Jeremy Hunt, Chancellor of Exchequer, announced the agreement in his annual Mansion House speech on Monday night. Hunt stated that the pact, which was first reported last Monday, and other reforms will benefit pensioners to the tune more than £1,000 a year after they retire. “We will not only deliver more competitive financial services, but also a more innovative economic environment,” Hunt told 350 top City executives at the Square Mile’s most prestigious banquet. The agreement “will boost returns and improve outcomes to pension fund holders while increasing funding liquidity for fast-growing companies,” Hunt said at the Square Mile’s most prestigious dinner, in front of 350 top City executives.
Hunt also said that he would progress plans to rollback parts of European Union law which forced financial firms separate investment research costs from trading expenses. This was first reported.
Hunt is trying to boost UK economic growth through investment in innovative companies. The capital market reforms and the pensions agreement are two of his efforts. After a wave of criticism from businesses about a hostile environment for companies and policy inertia, the chancellor has been under pressure to demonstrate that Britain is open for trade.
There is also an electoral pressure: Britain’s ruling Conservative Party has been in a double-digit deficit polling against the opposition Labour Party since months.

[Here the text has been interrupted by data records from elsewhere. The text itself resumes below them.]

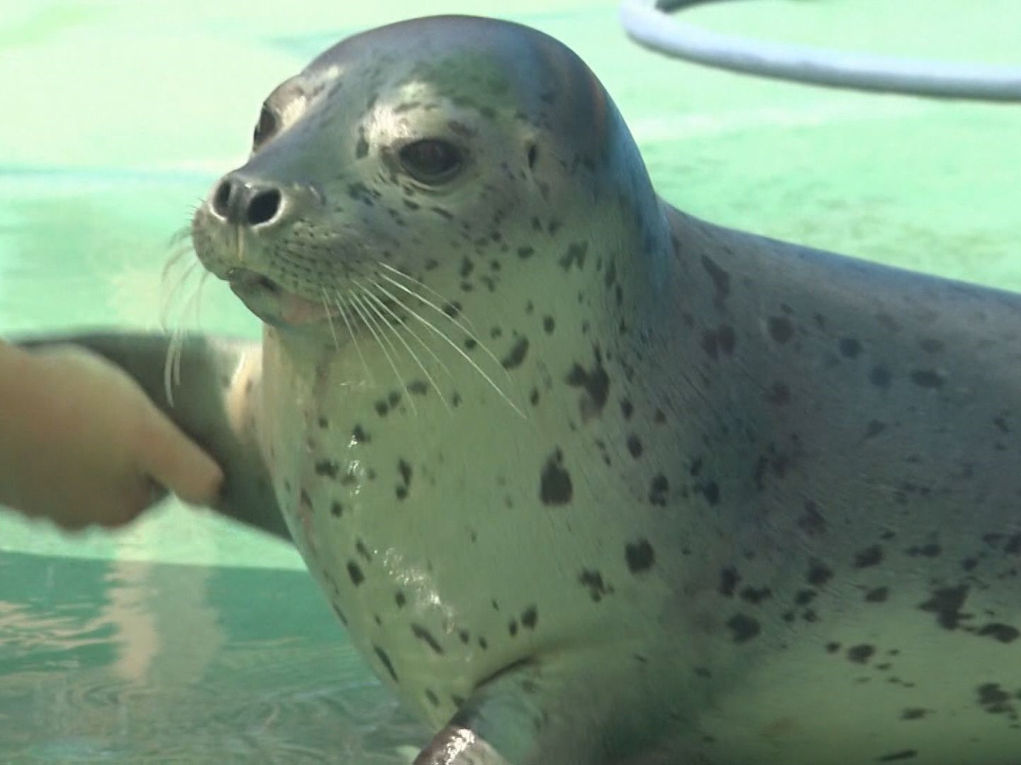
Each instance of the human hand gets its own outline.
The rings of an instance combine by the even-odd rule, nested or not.
[[[0,504],[76,529],[127,523],[164,488],[215,499],[221,468],[118,367],[75,346],[0,351]]]

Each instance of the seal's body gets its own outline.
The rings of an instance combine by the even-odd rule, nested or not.
[[[465,17],[278,88],[193,240],[266,326],[172,414],[417,762],[1016,761],[1018,296],[669,207],[574,54]]]

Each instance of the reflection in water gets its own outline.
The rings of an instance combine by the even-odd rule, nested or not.
[[[0,760],[407,763],[303,572],[0,554]]]

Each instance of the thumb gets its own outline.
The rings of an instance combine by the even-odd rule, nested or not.
[[[210,505],[224,471],[202,449],[157,409],[150,409],[143,429],[140,467],[185,502]]]

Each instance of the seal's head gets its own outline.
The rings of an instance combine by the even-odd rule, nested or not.
[[[571,243],[549,245],[561,228],[597,236],[593,205],[617,218],[651,194],[567,47],[437,16],[349,38],[278,87],[250,158],[213,187],[192,235],[260,318],[323,332],[336,316],[401,321],[412,298],[460,310],[498,294],[516,262],[568,257]]]

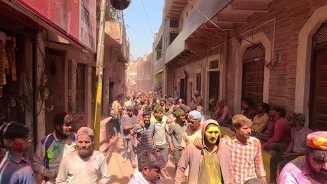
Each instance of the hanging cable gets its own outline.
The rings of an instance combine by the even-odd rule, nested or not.
[[[218,28],[219,29],[220,29],[220,31],[223,31],[224,33],[226,33],[226,34],[228,34],[228,35],[229,35],[229,36],[231,36],[228,31],[226,31],[225,30],[224,30],[223,29],[221,29],[221,27],[219,27],[217,24],[216,24],[215,22],[213,22],[209,17],[208,17],[205,15],[204,15],[204,14],[198,8],[198,7],[196,7],[190,0],[187,0],[187,1],[191,3],[191,6],[193,6],[193,7],[194,7],[194,8],[196,8],[196,10],[198,13],[200,13],[203,17],[205,17],[209,22],[210,22],[211,24],[212,24],[215,26],[216,26],[217,28]],[[261,48],[262,50],[263,50],[263,49],[261,48],[261,47],[260,47],[260,45],[259,45],[258,44],[254,43],[253,43],[253,42],[252,42],[252,41],[250,41],[250,40],[247,40],[247,39],[245,39],[245,38],[240,38],[240,37],[238,38],[238,37],[236,36],[236,35],[233,35],[233,36],[231,36],[234,37],[234,38],[236,38],[236,39],[240,38],[240,39],[242,39],[242,40],[245,40],[245,41],[247,41],[247,42],[249,42],[249,43],[252,43],[252,44],[253,44],[253,45],[257,46],[258,47]]]
[[[144,6],[143,0],[142,0],[142,4],[143,5],[143,10],[144,10],[144,12],[145,13],[145,16],[147,17],[147,24],[148,24],[148,26],[149,26],[149,29],[150,29],[150,32],[151,32],[151,35],[152,35],[152,36],[154,36],[154,35],[153,34],[152,29],[151,29],[151,26],[150,26],[150,24],[149,18],[147,17],[147,10],[145,10],[145,6]]]

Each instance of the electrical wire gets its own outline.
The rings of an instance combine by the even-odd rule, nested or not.
[[[144,6],[143,0],[142,0],[142,4],[143,5],[143,10],[144,10],[144,12],[145,13],[145,17],[147,17],[147,24],[148,24],[148,26],[149,26],[149,29],[150,29],[150,32],[151,32],[151,35],[152,35],[152,36],[154,36],[154,35],[153,34],[152,29],[151,29],[151,26],[150,26],[150,24],[149,18],[147,17],[147,10],[145,10],[145,6]]]
[[[213,22],[209,17],[208,17],[205,15],[204,15],[204,13],[202,13],[202,12],[198,8],[198,7],[196,7],[196,6],[194,5],[194,3],[193,3],[190,0],[187,0],[187,1],[191,3],[191,6],[193,6],[193,7],[194,7],[194,8],[196,8],[196,10],[198,13],[200,13],[204,17],[205,17],[209,22],[210,22],[211,24],[212,24],[215,26],[216,26],[217,28],[218,28],[220,31],[223,31],[224,33],[226,33],[226,34],[228,34],[228,35],[229,35],[229,36],[231,36],[231,35],[229,33],[229,32],[228,32],[228,31],[224,30],[223,29],[221,29],[221,27],[219,27],[217,24],[215,24],[215,22]],[[252,43],[252,44],[253,44],[253,45],[257,46],[258,47],[261,48],[262,50],[263,50],[263,49],[259,45],[258,45],[258,44],[256,44],[256,43],[253,43],[253,42],[252,42],[252,41],[250,41],[250,40],[248,40],[247,39],[245,39],[245,38],[240,38],[240,37],[238,37],[238,36],[236,36],[236,35],[233,35],[233,36],[231,36],[234,37],[234,38],[236,38],[236,39],[239,38],[239,39],[242,39],[242,40],[245,40],[245,41],[247,41],[247,42],[249,42],[249,43]]]

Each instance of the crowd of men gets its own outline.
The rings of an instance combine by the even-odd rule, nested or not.
[[[207,117],[200,93],[191,106],[181,98],[175,88],[173,97],[134,91],[124,103],[112,102],[112,139],[122,137],[123,162],[131,155],[136,168],[129,183],[161,183],[170,153],[176,184],[327,183],[327,132],[305,128],[303,114],[286,116],[284,108],[266,103],[254,109],[244,99],[242,114],[235,115],[224,100],[210,99]],[[33,165],[27,156],[30,130],[15,122],[0,127],[0,145],[6,148],[0,183],[36,183],[34,173],[43,183],[109,183],[105,156],[93,149],[93,130],[82,127],[75,133],[67,113],[54,117],[54,132],[38,143]],[[221,128],[234,135],[223,137]],[[270,154],[268,181],[263,151]]]

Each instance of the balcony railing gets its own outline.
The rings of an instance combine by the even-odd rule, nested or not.
[[[231,0],[198,0],[195,6],[211,19],[231,2]],[[184,22],[183,29],[165,51],[166,63],[181,53],[185,49],[186,39],[208,21],[196,8],[193,8]]]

A general election is due to be held by January 2025. Hunt wants to fix the UK’s cost-of living crisis and anemic growth.
Hunt stated that “a strong economy requires a successful city.” “We can improve the functioning capital markets.”
Hunt’s pensions agreement is the latest of a series financial services reforms announced by him since he was appointed chancellor. He has been trying to find benefits for the City after Brexit. These plans included relaxing capital restrictions and consulting on EU regulations regarding short-selling.
The challenge is to counteract some of the negative impacts of Brexit. London’s financial sector has lost some jobs and assets, as well as other finance centers such New York.
Hunt stated that the pensions compact would increase returns for investors and the initial signatories represented a majority of defined-contribution market.
Nicholas Lyons said that the reforms marked a “historic turning point” and would achieve the twin goals of providing a better future for retirees while also bringing billions of dollars into the economy. Lyons was the Lord Mayor of London who organized the pact. He said it would “support companies to grow, remain and list in the UK”.
The agreement also includes Scottish Widows, Aegon N.V. and Phoenix Group Holdings plc.
In addition to the reforms announced in this statement, other initiatives aimed at the city include:
Consultation on increasing investments by local government pension fund in private equity to 10%. This could unlock £25 billion (£25 million) by 2030. Simplifying investor prospectuses, and creating an “intermittent trading platform” where private companies can gain access to public markets without having a full IPO.
Hunt’s main concern is high inflation, not low growth. BOE Governor Andrew Bailey also spoke at Mansion House and said that inflation will likely drop “markedly”. He added that the full effect of interest rate hikes has not yet hit the economy.
Hunt, for his part said that he would continue exercising restraint when it comes to pay awards in the public sector.
Hunt stated that “we will do whatever it takes for as long necessary to combat inflation persistence and get it back to 2%.” “There is no sustainable growth if inflation persists, which discourages investment and undermines consumer confidence.”